Posted Jan 25, 2023 4:00 PM

By MIKE COURSON
Great Bend Post

No tax season is ever the same. The filing season opened on Jan. 23 and will run through April 18 this year. The Internal Revenue Service has issued a warning that refunds may not be as large this year. The average refund increased 14 percent from $2,791 in 2021, to $3,176 in 2022.

All taxpayers may claim the standard deduction. Small adjustments are made to that figure each year, but 2022 saw a larger increase than usual. The standard deduction for married couples filing jointly increased by $1,800 to $27,700, and $900 for single taxpayers or married individuals filing separately.

"Some of those things are tied to inflation, so since inflation is higher, we saw a bigger increase there, which should help folks," said Barry Bowers, Certified Public Accountant with Spectrum CPA Partners in Great Bend. "The tax brackets are expanded because of that, too, which again should help people. It's not going to be huge differences, but at least it will work in everyone's favor. This might be one thing that's good from all the inflation we've been experiencing."

The child tax credit and child and dependent care tax credit are also reduced for 2022, returning to pre-COVID levels. For 2021, the child tax credit offered $3,600 for children under six years of age, and $3,000 for each child between the ages of 6-17. Those numbers revert back to $2,000. Bowers said that change should not drastically alter refunds from a year ago for those taking payments in advance, then receiving the other half on their tax return.

"The people it will affect the most are the folks that opted out of those advanced payments or didn't get them for some reason, then they got that whole $4,000 on their returns," he said. "They're going to see some differences."
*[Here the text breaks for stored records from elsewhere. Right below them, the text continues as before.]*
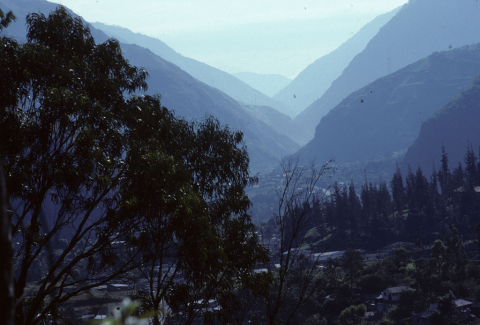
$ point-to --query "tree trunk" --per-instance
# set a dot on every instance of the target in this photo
(7, 299)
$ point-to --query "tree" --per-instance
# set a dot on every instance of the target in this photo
(7, 299)
(352, 315)
(299, 200)
(110, 173)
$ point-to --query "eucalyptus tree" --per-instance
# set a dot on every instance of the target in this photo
(129, 185)
(7, 299)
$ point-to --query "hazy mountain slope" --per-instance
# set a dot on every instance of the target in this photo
(211, 76)
(193, 99)
(269, 84)
(315, 79)
(420, 28)
(455, 125)
(182, 93)
(385, 116)
(279, 122)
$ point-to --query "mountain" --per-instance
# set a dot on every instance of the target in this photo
(455, 126)
(221, 80)
(187, 96)
(269, 84)
(385, 117)
(420, 28)
(279, 122)
(315, 79)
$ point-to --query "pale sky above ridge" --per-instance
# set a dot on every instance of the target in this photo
(261, 36)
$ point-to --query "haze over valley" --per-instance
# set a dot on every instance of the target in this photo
(314, 162)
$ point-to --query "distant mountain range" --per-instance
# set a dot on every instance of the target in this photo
(211, 76)
(315, 79)
(187, 96)
(420, 28)
(281, 123)
(385, 116)
(455, 126)
(269, 84)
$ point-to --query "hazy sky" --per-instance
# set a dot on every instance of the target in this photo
(262, 36)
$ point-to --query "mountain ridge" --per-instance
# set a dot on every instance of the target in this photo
(214, 77)
(385, 117)
(420, 28)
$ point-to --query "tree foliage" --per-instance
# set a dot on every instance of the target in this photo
(128, 184)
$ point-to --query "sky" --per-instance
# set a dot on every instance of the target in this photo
(261, 36)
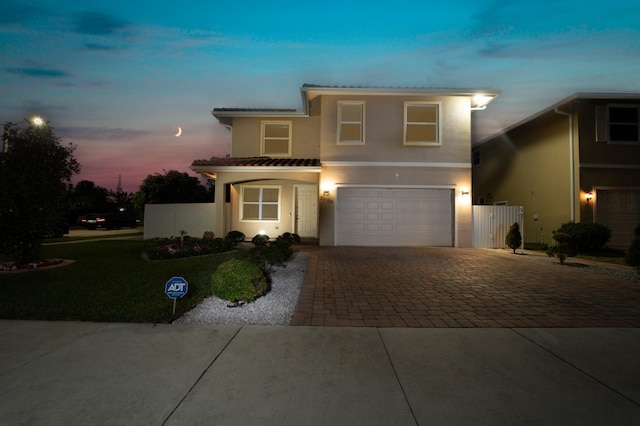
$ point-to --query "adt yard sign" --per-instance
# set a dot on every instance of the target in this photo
(176, 287)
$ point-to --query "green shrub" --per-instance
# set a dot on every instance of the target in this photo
(633, 254)
(514, 238)
(238, 280)
(260, 240)
(563, 248)
(586, 236)
(183, 246)
(267, 253)
(536, 246)
(235, 237)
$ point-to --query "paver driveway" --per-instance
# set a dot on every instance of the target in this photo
(456, 287)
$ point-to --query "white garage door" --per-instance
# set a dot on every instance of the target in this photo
(620, 211)
(394, 217)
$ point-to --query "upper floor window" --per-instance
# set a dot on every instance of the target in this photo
(351, 123)
(276, 139)
(260, 203)
(476, 157)
(421, 123)
(618, 124)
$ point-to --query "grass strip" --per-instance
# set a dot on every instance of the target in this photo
(109, 281)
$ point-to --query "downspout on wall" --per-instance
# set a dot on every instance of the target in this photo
(572, 179)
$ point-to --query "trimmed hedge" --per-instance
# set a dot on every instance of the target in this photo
(585, 236)
(238, 280)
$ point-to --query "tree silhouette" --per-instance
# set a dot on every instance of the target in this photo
(35, 171)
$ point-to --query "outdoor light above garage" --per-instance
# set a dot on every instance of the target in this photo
(480, 101)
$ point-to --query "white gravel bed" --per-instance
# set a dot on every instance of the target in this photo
(274, 308)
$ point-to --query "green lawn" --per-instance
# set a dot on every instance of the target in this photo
(109, 281)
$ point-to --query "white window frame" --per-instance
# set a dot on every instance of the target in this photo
(361, 123)
(260, 203)
(611, 123)
(437, 123)
(264, 139)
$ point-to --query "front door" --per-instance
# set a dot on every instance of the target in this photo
(306, 223)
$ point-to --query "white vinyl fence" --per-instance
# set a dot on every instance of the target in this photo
(491, 224)
(167, 220)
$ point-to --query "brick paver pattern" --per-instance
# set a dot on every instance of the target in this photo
(457, 287)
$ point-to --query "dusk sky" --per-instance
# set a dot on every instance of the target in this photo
(117, 78)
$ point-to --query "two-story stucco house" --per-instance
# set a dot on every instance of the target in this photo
(577, 160)
(355, 166)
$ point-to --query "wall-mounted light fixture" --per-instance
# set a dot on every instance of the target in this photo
(479, 101)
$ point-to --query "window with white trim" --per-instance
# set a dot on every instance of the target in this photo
(351, 122)
(476, 158)
(260, 203)
(618, 124)
(421, 123)
(276, 138)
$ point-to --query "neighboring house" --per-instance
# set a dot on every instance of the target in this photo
(578, 160)
(356, 166)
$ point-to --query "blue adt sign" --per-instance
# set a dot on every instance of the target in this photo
(176, 287)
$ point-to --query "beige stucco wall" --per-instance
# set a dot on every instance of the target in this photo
(603, 165)
(530, 167)
(228, 214)
(345, 165)
(247, 136)
(384, 131)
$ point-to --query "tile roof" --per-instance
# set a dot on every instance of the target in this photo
(258, 162)
(283, 110)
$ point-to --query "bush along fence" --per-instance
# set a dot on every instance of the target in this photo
(573, 238)
(186, 246)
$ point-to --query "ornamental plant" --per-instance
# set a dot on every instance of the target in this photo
(564, 246)
(238, 281)
(586, 236)
(633, 254)
(514, 237)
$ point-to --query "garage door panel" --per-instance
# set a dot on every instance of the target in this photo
(395, 217)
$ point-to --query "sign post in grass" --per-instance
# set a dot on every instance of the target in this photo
(176, 288)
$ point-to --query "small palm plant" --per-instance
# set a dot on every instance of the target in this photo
(514, 237)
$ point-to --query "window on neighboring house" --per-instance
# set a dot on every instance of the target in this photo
(618, 124)
(476, 157)
(421, 123)
(351, 123)
(260, 203)
(276, 138)
(623, 124)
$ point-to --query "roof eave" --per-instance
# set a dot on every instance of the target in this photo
(561, 104)
(311, 91)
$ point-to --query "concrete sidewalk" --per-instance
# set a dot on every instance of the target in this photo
(67, 373)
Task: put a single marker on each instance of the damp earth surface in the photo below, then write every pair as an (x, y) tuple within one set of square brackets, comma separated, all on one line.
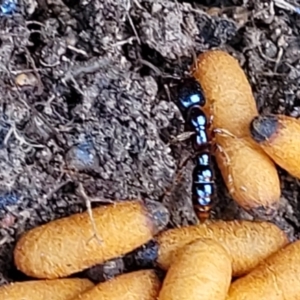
[(86, 100)]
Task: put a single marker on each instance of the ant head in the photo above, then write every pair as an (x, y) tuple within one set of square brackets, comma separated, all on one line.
[(189, 93)]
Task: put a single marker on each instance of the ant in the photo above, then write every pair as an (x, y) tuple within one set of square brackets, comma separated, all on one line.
[(191, 100)]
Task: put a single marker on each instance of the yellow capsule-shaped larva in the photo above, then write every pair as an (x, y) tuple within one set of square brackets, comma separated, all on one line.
[(276, 278), (68, 245), (247, 242), (56, 289), (250, 176), (279, 137), (138, 285), (202, 270)]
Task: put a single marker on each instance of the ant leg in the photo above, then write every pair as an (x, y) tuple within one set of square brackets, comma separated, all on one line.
[(181, 137), (227, 165)]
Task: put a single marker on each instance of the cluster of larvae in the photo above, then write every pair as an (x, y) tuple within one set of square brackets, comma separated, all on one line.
[(216, 260), (248, 145)]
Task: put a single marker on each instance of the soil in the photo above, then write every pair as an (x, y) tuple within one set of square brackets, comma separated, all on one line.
[(86, 97)]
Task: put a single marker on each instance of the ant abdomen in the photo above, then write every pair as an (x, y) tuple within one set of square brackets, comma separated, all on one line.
[(190, 101), (203, 185)]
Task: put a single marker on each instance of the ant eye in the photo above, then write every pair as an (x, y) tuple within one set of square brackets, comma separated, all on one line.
[(189, 94)]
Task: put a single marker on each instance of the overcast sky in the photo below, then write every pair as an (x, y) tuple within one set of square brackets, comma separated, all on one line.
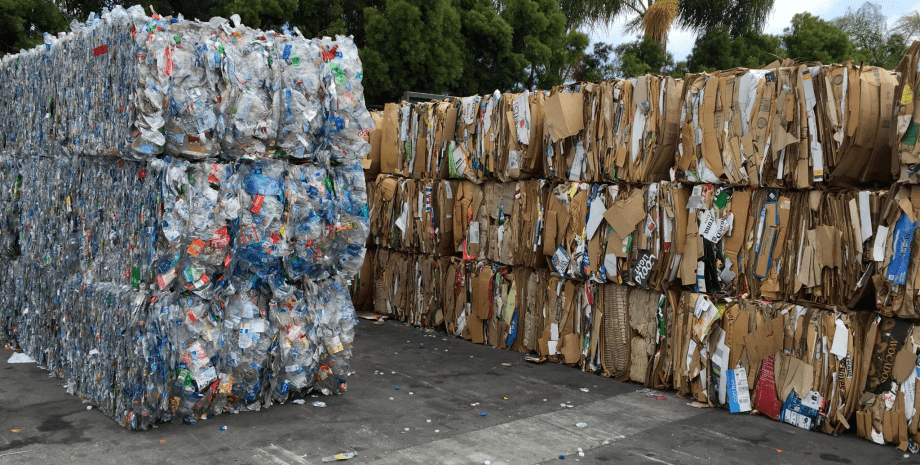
[(681, 42)]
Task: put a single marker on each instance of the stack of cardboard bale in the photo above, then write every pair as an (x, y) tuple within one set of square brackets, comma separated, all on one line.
[(731, 235)]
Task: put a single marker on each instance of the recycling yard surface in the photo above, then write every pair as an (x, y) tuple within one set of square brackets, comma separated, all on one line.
[(419, 397)]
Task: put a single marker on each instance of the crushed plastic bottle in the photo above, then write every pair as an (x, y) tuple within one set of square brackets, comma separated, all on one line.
[(181, 214)]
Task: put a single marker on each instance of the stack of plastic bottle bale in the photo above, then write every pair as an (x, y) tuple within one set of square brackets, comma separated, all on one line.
[(182, 210), (735, 236)]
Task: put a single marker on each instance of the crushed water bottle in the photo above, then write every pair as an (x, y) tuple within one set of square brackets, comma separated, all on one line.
[(180, 212)]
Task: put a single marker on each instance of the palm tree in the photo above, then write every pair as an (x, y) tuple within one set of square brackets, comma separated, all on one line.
[(654, 18), (908, 25)]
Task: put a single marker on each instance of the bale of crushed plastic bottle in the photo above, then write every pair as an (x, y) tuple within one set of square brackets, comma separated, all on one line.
[(181, 247)]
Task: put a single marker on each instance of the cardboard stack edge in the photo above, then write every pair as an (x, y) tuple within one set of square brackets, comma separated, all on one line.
[(743, 237)]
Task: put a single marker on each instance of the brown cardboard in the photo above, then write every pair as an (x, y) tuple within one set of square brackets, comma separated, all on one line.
[(564, 115), (389, 148), (792, 373), (765, 341), (624, 215)]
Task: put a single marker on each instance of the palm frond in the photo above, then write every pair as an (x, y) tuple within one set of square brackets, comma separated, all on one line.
[(658, 19)]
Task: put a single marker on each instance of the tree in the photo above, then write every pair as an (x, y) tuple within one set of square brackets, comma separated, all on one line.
[(654, 18), (867, 29), (489, 61), (717, 49), (810, 38), (598, 65), (908, 26), (411, 45), (22, 23), (640, 57), (541, 37), (318, 18)]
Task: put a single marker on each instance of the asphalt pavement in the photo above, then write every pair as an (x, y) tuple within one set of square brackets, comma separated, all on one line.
[(419, 397)]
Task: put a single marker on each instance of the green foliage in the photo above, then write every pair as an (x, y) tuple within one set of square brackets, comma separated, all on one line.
[(489, 62), (411, 45), (717, 49), (811, 38), (739, 16), (596, 66), (318, 18), (680, 70), (908, 25), (641, 57), (541, 37), (867, 29), (22, 23)]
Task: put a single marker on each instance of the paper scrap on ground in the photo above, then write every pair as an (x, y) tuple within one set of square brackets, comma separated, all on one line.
[(20, 357)]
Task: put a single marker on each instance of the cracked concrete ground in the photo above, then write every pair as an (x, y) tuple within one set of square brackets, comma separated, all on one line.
[(435, 417)]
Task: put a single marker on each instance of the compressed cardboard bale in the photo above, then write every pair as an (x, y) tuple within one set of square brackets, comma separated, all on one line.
[(413, 215), (712, 246), (903, 130), (853, 103), (616, 330), (643, 319), (887, 408), (725, 126), (465, 156), (409, 287), (896, 272)]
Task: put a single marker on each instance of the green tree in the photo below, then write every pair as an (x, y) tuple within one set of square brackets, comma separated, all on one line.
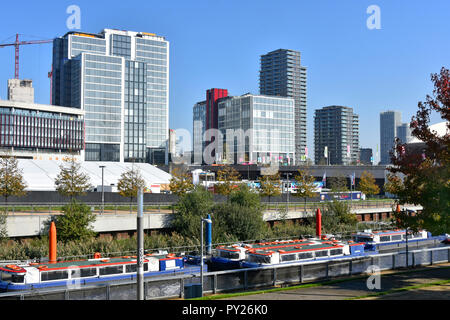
[(227, 178), (181, 182), (367, 184), (305, 185), (3, 219), (338, 183), (75, 222), (11, 179), (231, 221), (422, 177), (337, 217), (71, 181), (130, 182), (270, 185), (189, 211)]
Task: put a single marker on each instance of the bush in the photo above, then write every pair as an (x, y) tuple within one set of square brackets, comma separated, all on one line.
[(74, 224)]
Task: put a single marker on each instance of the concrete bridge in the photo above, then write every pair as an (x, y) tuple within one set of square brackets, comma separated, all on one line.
[(31, 225)]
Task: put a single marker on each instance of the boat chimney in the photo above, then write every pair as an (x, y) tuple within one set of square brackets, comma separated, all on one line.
[(318, 223), (52, 243)]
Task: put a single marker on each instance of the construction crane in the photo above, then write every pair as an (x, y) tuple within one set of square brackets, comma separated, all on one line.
[(16, 45)]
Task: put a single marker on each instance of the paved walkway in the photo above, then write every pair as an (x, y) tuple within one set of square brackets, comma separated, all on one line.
[(358, 287)]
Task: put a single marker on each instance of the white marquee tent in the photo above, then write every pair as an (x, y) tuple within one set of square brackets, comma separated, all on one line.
[(40, 174)]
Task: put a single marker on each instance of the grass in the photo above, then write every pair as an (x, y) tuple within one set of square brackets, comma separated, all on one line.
[(409, 288), (318, 284)]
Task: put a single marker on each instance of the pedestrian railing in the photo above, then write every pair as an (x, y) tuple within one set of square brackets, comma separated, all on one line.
[(243, 279)]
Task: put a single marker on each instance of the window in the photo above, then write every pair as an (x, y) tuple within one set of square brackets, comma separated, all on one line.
[(11, 277), (288, 257), (133, 267), (111, 270), (305, 255), (54, 275), (335, 252), (83, 272), (323, 253), (229, 255)]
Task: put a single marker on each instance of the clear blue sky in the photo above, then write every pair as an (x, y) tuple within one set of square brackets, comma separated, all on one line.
[(217, 44)]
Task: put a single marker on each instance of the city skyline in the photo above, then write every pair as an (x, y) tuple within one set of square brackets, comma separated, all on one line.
[(348, 64)]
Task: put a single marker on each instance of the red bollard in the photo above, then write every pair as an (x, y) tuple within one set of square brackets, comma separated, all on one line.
[(318, 223)]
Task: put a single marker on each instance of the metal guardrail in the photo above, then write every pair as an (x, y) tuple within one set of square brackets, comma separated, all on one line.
[(123, 207), (242, 279)]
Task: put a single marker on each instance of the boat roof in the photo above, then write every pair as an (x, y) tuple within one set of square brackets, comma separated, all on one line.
[(85, 263), (289, 246)]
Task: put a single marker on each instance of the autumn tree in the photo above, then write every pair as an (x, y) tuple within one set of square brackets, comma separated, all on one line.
[(181, 182), (11, 179), (71, 181), (130, 182), (270, 185), (227, 178), (338, 183), (305, 185), (422, 177), (367, 184)]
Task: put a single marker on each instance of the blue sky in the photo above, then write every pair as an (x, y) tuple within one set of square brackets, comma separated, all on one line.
[(217, 44)]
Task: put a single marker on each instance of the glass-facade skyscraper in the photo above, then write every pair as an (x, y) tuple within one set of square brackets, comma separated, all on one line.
[(121, 80), (336, 136), (267, 123), (282, 74)]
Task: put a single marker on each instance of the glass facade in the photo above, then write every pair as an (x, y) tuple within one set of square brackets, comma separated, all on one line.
[(199, 128), (120, 78), (281, 74), (337, 128), (268, 122), (37, 130)]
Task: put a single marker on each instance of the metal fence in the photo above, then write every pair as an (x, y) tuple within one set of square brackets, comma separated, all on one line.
[(242, 279)]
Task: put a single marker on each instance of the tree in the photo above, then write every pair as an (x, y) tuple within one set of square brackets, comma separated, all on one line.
[(305, 185), (130, 182), (270, 185), (75, 223), (367, 184), (70, 181), (190, 209), (227, 178), (338, 183), (422, 177), (11, 179), (181, 182)]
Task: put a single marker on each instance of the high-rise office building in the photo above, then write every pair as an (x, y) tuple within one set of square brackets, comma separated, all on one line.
[(121, 80), (366, 156), (389, 122), (256, 128), (199, 128), (336, 135), (404, 133), (282, 74)]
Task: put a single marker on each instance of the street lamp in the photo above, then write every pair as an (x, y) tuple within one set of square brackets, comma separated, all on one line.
[(103, 190), (287, 189), (201, 253)]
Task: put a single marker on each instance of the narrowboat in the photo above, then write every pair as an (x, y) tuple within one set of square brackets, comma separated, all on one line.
[(35, 275), (301, 251), (388, 239)]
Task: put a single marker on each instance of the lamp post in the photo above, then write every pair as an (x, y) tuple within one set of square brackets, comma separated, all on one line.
[(140, 246), (103, 191), (201, 253), (287, 189)]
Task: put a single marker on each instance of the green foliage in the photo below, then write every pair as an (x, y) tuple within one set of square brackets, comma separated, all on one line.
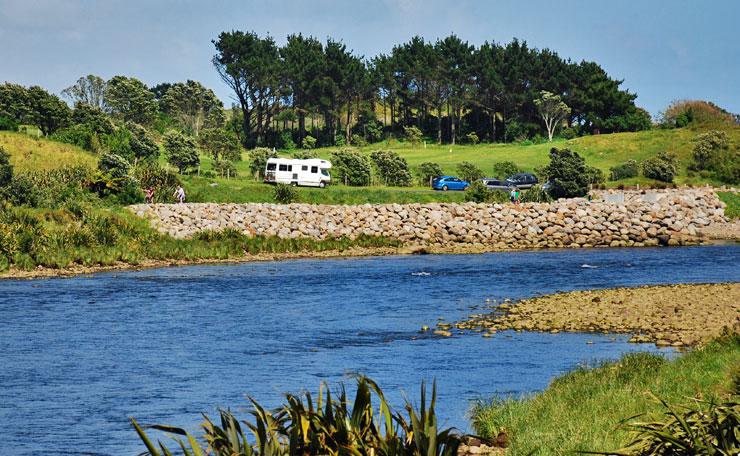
[(505, 169), (535, 194), (286, 140), (130, 100), (568, 172), (351, 167), (479, 193), (225, 168), (662, 167), (412, 134), (309, 142), (703, 427), (626, 170), (181, 151), (193, 106), (582, 410), (472, 138), (114, 165), (258, 160), (392, 168), (221, 144), (6, 168), (285, 194), (324, 425), (160, 179), (469, 172), (8, 124), (141, 143), (426, 171)]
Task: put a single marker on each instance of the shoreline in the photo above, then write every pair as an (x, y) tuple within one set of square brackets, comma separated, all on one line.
[(463, 249), (678, 315)]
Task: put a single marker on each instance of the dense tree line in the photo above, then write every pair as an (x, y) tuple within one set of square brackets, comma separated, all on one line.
[(448, 89)]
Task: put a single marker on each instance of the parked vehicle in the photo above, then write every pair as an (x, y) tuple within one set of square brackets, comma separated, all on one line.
[(312, 172), (495, 184), (522, 180), (445, 183)]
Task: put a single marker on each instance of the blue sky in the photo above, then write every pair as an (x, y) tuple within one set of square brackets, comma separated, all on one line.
[(664, 50)]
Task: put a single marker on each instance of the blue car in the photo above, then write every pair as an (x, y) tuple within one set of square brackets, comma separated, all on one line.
[(445, 183)]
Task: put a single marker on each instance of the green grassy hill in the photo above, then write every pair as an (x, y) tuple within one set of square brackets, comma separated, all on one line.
[(31, 154), (602, 151)]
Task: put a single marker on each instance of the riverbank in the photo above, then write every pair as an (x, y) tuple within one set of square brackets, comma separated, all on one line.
[(667, 315), (584, 410)]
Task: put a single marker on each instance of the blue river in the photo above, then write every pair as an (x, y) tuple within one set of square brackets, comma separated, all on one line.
[(78, 356)]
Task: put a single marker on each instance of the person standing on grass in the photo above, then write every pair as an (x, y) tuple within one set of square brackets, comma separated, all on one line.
[(180, 194), (149, 195)]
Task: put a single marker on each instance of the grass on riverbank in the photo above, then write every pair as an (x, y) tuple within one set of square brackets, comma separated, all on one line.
[(732, 200), (582, 410), (91, 236)]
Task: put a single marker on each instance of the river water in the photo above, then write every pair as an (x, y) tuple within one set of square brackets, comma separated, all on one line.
[(79, 355)]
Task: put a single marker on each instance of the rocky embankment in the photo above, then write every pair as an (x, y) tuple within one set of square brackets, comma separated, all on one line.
[(670, 217), (670, 315)]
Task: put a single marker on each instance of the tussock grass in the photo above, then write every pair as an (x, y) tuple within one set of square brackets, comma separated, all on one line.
[(582, 410), (37, 154), (91, 236), (733, 203)]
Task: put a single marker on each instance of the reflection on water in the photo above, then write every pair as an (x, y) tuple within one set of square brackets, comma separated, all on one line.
[(80, 355)]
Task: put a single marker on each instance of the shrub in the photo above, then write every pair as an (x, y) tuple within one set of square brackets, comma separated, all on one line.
[(286, 140), (706, 147), (358, 140), (427, 171), (479, 193), (628, 169), (285, 194), (142, 143), (505, 169), (595, 175), (258, 160), (568, 173), (662, 167), (351, 167), (392, 168), (536, 194), (181, 151), (225, 168), (469, 172), (8, 124), (412, 134), (114, 165), (309, 142), (6, 169)]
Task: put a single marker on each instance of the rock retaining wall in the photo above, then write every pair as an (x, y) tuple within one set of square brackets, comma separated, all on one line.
[(676, 217)]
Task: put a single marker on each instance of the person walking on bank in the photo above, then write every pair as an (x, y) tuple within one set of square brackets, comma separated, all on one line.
[(149, 195), (180, 194)]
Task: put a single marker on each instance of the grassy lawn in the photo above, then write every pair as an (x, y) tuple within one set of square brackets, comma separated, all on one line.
[(733, 204), (582, 410), (32, 154), (602, 151)]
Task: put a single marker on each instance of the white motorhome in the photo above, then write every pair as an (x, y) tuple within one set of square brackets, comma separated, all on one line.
[(312, 172)]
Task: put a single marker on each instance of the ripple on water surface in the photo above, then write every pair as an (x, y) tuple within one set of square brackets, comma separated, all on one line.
[(80, 355)]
Third-party payments through apps like Venmo or PayPal were expected to be an additional item for 2022. While businesses have had to report transactions for several years, prior to 2022, individual taxpayers only had to report transactions totaling more than $20,000. The IRS reduced that figure to just $600 for 2022. Transactions of more than that may result in a 1099-K form, though Bowers said because of pushback with difficulties reconciling things like simple money transfers, deposits at hotels, and tips at restaurants, many will not receive a 1099-K until next year.

"I think it would be a good idea, if somebody is using those, to look at their setup and see if there a place to mark it personal versus not, so maybe that will help eliminate some issues a year from now if they try to enforce it then," he said.

According to the IRS, the fastest way for taxpayers to collect their refund is to file electronically and choose the direct deposit option for payment.